しかし凄惨極まるその手口が、ぴたりと《ケモノ》の名称にあてはまるため、大量殺人鬼の渾名となった。
「二十三人目の被害者が殺されたのは、こちらの公園でした――」
カメラが引いていき、レポーターの背後を映し出した。
ゆたかな緑が目にあざやかな、そこは――
昨日の森林公園だった。
厭な予感がした。自分が昨日いた場所ではないか。
これは偶然だろうか?
どくんどくんと心臓が早鐘を打つ。
レポーターは足早にアスファルトの地面を移動し、白線の残った場所を示した。
「ここに、大塩平八郎さんの頭部が置かれていました」
…………
聞き違えたかと思った。
チャンネルを換え、他局のニュース番組を確認する。
けれど彼の耳は正確だったようで、どこの局も、その名を報道していた。
銘探偵、大塩平八郎の名を。
水野は唖然としたまま、流れる画面を見ていた。事件の概要は頭を通過して、どこかへ消えてしまっていた。

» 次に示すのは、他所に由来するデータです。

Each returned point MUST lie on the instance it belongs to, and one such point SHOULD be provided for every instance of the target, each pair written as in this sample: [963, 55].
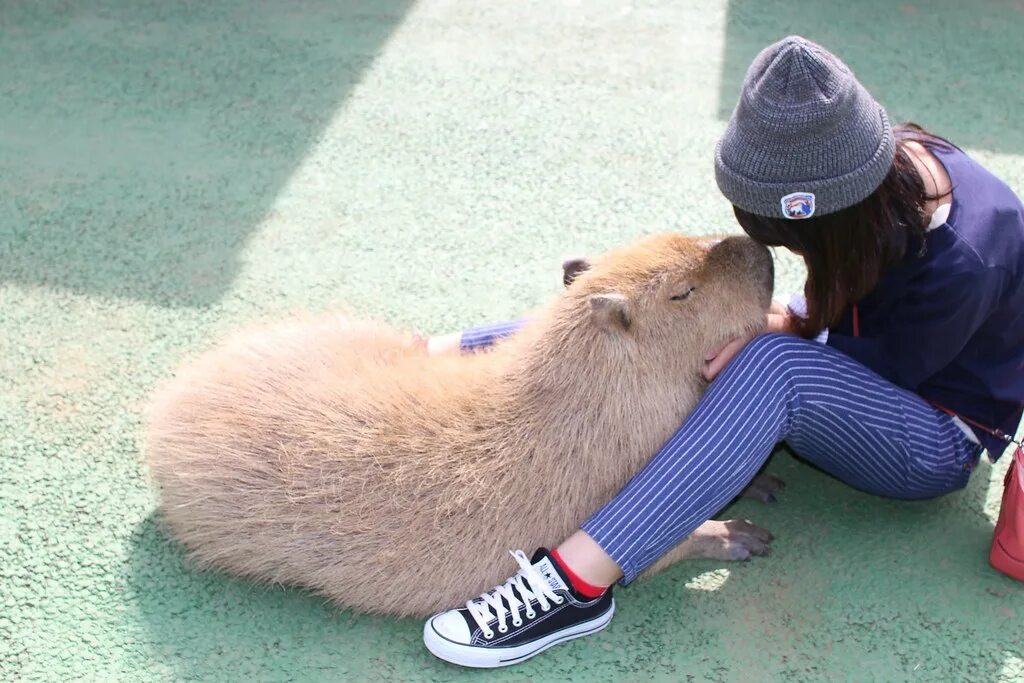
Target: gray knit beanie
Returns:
[806, 138]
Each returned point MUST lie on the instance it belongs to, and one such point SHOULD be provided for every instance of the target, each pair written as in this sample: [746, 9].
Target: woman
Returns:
[914, 318]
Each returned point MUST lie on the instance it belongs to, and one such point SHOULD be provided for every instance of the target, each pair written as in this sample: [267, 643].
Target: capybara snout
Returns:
[338, 456]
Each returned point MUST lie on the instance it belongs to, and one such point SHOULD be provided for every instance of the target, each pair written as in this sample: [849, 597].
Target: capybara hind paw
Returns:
[733, 540]
[763, 488]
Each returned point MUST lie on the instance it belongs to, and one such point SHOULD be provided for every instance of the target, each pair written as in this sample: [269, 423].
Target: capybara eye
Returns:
[684, 295]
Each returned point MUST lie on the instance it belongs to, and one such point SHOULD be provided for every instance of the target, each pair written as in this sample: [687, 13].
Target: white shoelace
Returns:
[528, 583]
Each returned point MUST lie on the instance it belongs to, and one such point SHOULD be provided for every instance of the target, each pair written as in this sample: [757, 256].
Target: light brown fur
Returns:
[336, 456]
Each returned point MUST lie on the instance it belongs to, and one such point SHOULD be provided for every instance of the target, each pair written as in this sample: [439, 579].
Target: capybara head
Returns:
[667, 300]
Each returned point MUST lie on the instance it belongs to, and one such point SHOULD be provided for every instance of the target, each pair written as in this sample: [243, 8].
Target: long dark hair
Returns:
[847, 252]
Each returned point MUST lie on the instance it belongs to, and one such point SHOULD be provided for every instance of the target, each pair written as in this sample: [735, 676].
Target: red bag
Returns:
[1007, 554]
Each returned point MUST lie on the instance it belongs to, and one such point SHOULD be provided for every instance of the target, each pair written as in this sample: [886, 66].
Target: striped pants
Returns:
[830, 410]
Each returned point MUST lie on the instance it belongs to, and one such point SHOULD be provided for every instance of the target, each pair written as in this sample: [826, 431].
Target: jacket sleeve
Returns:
[934, 322]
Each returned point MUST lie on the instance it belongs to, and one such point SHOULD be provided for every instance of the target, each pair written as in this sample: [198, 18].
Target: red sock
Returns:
[579, 585]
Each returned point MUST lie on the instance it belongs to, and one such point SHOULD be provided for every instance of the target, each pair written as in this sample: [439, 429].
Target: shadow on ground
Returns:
[862, 608]
[140, 143]
[906, 55]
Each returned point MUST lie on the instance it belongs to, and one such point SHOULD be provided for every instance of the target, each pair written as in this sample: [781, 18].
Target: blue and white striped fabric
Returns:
[485, 335]
[830, 410]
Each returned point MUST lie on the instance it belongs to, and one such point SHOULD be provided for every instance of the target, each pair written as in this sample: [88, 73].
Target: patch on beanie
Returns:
[798, 205]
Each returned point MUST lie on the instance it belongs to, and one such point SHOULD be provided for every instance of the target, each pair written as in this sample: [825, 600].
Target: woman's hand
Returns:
[778, 319]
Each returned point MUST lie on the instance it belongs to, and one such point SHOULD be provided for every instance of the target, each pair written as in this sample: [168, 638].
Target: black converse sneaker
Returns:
[531, 611]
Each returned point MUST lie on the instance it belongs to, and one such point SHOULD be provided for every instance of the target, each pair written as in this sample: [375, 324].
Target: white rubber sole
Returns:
[491, 657]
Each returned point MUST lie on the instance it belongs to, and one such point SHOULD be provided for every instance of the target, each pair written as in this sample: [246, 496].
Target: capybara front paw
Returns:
[733, 540]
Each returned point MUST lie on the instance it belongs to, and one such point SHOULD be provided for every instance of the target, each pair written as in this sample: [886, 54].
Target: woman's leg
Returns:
[473, 339]
[833, 411]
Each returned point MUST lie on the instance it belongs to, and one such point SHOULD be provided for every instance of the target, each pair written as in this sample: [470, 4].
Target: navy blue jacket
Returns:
[949, 325]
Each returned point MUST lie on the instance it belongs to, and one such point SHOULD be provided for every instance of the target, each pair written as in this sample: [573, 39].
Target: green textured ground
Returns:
[170, 169]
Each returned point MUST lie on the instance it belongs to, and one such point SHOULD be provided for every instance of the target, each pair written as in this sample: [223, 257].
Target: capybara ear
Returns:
[572, 267]
[610, 311]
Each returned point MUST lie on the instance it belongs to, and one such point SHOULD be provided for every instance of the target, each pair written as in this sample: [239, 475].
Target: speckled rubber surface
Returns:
[168, 170]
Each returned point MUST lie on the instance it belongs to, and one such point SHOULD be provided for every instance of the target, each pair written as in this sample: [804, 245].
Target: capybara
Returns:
[340, 457]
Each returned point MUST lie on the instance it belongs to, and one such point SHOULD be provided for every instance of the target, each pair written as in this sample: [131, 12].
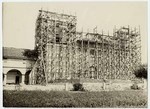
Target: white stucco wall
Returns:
[13, 66]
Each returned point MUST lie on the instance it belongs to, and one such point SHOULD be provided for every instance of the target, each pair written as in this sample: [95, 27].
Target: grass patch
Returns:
[71, 99]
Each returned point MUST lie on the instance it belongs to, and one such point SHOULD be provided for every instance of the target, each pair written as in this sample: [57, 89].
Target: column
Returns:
[5, 79]
[23, 79]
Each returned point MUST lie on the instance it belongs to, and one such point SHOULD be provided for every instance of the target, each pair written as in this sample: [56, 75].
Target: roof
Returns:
[14, 53]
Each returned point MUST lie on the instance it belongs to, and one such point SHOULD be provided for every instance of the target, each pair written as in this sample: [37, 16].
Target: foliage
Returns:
[74, 99]
[78, 87]
[141, 72]
[31, 53]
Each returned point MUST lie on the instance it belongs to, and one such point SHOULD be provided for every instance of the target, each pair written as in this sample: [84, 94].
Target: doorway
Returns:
[17, 79]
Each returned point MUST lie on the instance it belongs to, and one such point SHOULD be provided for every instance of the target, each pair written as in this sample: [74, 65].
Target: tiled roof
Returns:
[14, 53]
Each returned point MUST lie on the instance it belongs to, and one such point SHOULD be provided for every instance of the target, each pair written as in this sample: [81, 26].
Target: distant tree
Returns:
[31, 53]
[141, 72]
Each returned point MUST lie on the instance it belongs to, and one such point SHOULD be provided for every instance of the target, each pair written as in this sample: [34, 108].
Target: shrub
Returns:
[78, 87]
[101, 99]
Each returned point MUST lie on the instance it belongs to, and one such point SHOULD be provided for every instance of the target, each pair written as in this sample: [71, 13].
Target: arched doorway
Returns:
[93, 71]
[27, 77]
[14, 77]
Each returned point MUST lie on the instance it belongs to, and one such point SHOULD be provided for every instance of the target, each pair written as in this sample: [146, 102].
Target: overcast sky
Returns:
[19, 19]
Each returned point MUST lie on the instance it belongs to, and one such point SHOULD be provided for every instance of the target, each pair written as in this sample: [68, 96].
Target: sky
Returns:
[19, 19]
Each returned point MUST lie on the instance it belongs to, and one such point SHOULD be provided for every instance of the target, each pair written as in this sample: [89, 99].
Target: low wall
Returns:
[108, 85]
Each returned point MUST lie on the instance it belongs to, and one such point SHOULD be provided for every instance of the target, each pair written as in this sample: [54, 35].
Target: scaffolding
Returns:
[65, 53]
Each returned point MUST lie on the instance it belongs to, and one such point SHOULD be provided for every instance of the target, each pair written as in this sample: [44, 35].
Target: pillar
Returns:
[23, 79]
[5, 79]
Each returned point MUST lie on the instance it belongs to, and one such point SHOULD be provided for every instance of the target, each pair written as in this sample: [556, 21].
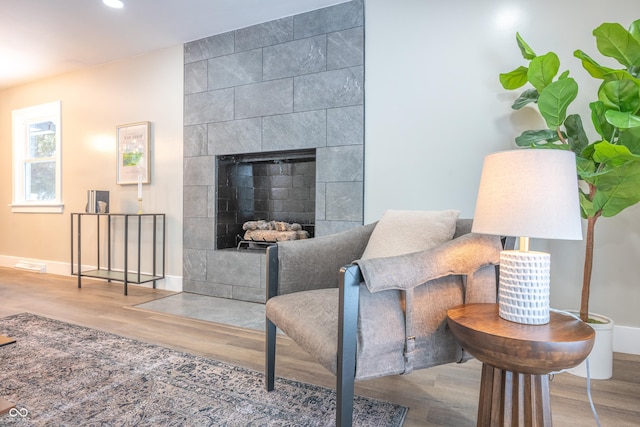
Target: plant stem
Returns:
[588, 260]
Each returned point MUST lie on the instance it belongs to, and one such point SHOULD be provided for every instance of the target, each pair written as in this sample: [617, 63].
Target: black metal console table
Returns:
[125, 275]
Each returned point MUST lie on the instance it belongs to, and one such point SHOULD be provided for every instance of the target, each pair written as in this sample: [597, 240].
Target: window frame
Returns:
[21, 119]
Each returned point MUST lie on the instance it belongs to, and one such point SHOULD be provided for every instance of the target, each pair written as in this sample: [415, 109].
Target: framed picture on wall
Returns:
[134, 153]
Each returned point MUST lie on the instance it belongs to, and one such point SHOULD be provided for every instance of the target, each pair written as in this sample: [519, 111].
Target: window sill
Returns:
[37, 208]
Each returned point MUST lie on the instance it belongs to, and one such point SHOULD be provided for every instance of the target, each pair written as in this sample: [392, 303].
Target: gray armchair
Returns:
[349, 314]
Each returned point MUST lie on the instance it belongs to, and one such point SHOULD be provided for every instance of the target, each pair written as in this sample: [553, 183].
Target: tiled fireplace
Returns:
[294, 85]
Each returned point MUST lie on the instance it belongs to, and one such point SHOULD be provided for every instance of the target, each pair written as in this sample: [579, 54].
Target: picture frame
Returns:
[134, 153]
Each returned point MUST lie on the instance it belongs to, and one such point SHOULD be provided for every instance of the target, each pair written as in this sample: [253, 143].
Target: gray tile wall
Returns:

殺人鬼《ケモノ》が、なぜケモノと呼称されるのか。それには理由がある。
喰人。
それは生きたまま牙を立てるときもあるし、殺してから死肉をむさぼるときもあった。人間のなす業とは思えない所行を、人々は畏怖をこめ、《ケモノ》と呼ぶのだった。
また、《ケモノ》にはある特徴があった。
殺害、もしくは咀嚼現場で、手がかりといった情報をすべて消し去っていくのだ。
指紋、汗、毛髪に至るまで丹念に隠滅する。潔癖症の部屋のように、塵ひとつも残さない。
もはや別の場所で殺した死体を、死体発見現場で始末しているような印象さえある。
これにより、犯人はある程度、自分のカニバリズムを理解していることがわかったが、そんな事実は、捜査に何ら好影響をもたらさなかった。